Morgan dai Bluvertigo al classico

Nel concerto di lunedì al Nazionale l’artista proporrà una nuova suite oltre al tributo a Fabrizio De André

Antonio Lodetti

S’è lasciato disinvoltamente alle spalle la sua creatura, Bluvertigo, per inventarsi un brillante e creativo presente da solista impegnato. È milanese e il suo nome è Marco Castoldi, ma è noto agli appassionati di rock e dintorni come Morgan.
Quel Morgan che pochi giorni fa ha celebrato al Teatro Nazionale insieme alla Pfm il compleanno di Fabrizio De André; quel Morgan che ha completamente riletto il capolavoro deandreano Non al denaro non all’amore né al cielo e continua a portarlo in concerto, come farà lunedì sera ancora al Nazionale. Ma Morgan per lo show milanese promette grandi sorprese e una parte completamente nuova.
«Nella prima parte propongo una suite, quasi un’ora ininterrotta di musica in cui improvviso a lungo e rileggo, riattualizzandoli, anche pezzi dei primissimi Bluvertigo, brani come Lsd e Canone inverso o pezzi come I Am Happy degli Scerba. Sempre con la mia band che ha la giusta dose di bravura, obliquità e pazzia. Un repertorio da ascoltare attentamente e con concentrazione; ci vorrebbe la scritta “No applausi”».
Insomma, sempre più influenzato dalla musica classica.
«Ogni genere musicale mi influenza in ugual misura. Forse solo il jazz non fa parte della mia formazione, anche se amo pianisti come Lennie Tristano, Jelly Roll Morton o ancora Charlie Mingus e soprattutto le pazzie improvvisative dell’Art Ensemble of Chicago. Loro sono uno dei miei gruppi di riferimento; amo improvvisare a metà strada tra il loro sperimentalismo, la ricerca della musica contemporanea e il rumorismo».

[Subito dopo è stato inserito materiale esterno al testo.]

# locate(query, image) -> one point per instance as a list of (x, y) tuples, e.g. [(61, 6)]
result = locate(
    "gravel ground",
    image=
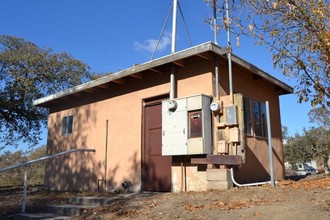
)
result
[(307, 198)]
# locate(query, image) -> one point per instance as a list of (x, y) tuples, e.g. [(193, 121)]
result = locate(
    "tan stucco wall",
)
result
[(122, 106), (123, 110)]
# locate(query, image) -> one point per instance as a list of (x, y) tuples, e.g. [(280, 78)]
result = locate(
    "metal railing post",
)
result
[(25, 164)]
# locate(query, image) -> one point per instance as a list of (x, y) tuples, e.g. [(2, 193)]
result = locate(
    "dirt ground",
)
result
[(308, 198)]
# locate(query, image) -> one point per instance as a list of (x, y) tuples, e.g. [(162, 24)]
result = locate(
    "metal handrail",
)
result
[(25, 164)]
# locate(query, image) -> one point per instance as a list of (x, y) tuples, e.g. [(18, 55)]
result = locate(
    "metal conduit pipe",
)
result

E in Italia cosa le piace?
«Non posso non amare i cantautori classici: Modugno, la scuola genovese. Poi mi piacciono cose originali, fuori dal coro, come Bugo, i Subsonica, i Mariposa che fanno musica splendida, concettuale, e per questo fanno fatica ad emergere».
E naturalmente De André.
«Il più grande. Gli dedico l’intero secondo tempo del mio show. Sono felice che la rielaborazione dei suoi brani sia piaciuta; l’ho sempre definita un’opera di traghettamento. Ogni volta che eseguo le sue canzoni mi vengono i brividi ma in realtà la sfida del remake la considero ormai chiusa».
Uno come lei come giudica il Festival di Sanremo?

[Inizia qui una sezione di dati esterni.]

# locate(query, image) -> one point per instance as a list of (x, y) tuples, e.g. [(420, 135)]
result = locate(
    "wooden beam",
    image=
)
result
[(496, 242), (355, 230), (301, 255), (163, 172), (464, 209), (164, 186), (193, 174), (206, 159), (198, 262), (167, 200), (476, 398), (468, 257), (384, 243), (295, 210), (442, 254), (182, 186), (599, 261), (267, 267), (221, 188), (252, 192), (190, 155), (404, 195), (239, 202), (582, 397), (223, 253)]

«Per me non corrisponde alla realtà del mondo musicale, perlomeno non rappresenta tutta la musica italiana. In passato ho partecipato al Festival per rendermi conto di persona, e mi pareva di essere in un mondo strano, surreale, mi sentivo come Alice nel Paese delle Meraviglie».

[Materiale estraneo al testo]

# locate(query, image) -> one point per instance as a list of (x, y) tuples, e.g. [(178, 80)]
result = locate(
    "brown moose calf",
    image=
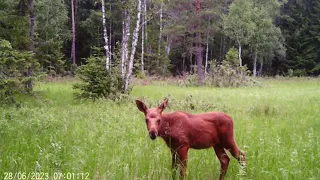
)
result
[(182, 131)]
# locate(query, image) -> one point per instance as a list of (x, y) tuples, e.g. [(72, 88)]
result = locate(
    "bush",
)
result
[(18, 70), (97, 82), (227, 74)]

Come vede il panorama musicale?
«Male, ma non perché manchino artisti di valore o pieni di talento e idee. Siamo tagliati fuori dal giro internazionale, non investiamo sulle risorse artistiche e culturali. L’Italia è conosciuta all’estero soprattutto per l’arte e la cultura eppure nessuno le promuove; figuriamoci la musica leggera, che non è neppure considerata cultura».
Così è ancora più bello raggiungere il successo senza condizionamenti commerciali, facendo quello che uno veramente sente di fare.


«Sì, ma quanta fatica e quante battaglie mi sono costate questa mia voglia di rimanere me stesso rinunciando alle scorciatoie e al successo facile. Le lusinghe del mondo musicale sono parecchie, ma io vado avanti per la mia strada nel bene e nel male, seguendo in un certo senso il mio demone interiore».